Dès que le fils ou la fille frolent la trentaine et qu’ils sont toujours seuls, les parents sont là pour les rappeler à l’ordre en leur soulignant qu’à leur âge, eux, ils avaient déjà un foyer et des enfants. Et pour les avoir par les sentiments, ils formulent le voeu de voir leurs petits-enfants avant de quitter ce monde. Une tactique qui fait mouche. Encore plus que les hommes, les femmes sont victimes de cette “oppression” exercée par les séniors de la famille.
L’horloge tourne et la ménopause les guette. Au-delà de 35 ans, voyant les cheveux blancs et les rides apparaître, la femme prend conscience de l’urgence de trouver un partenaire avec qui faire un bon bout de chemin et surtout des enfants.
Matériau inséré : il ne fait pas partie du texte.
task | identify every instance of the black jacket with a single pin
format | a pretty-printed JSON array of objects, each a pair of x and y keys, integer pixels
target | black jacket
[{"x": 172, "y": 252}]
Entre les études qui sont de plus en plus longues et l’accès retardé au travail et le désir d’autonomie financière, la femme n’a pas le temps de se chercher un mari.
Par ailleurs, comme l’explique la sociologue Fatiha Idrissi, l’accès massif des femmes à la scolarité et au marché du travail a entraîné une redéfinition du rôle des deux sexes et l’apparition de nouvelles relations, valeurs et identités qui ont contribué à un relatif relâchement des institutions traditionnelles sous le poids de l’individualisme.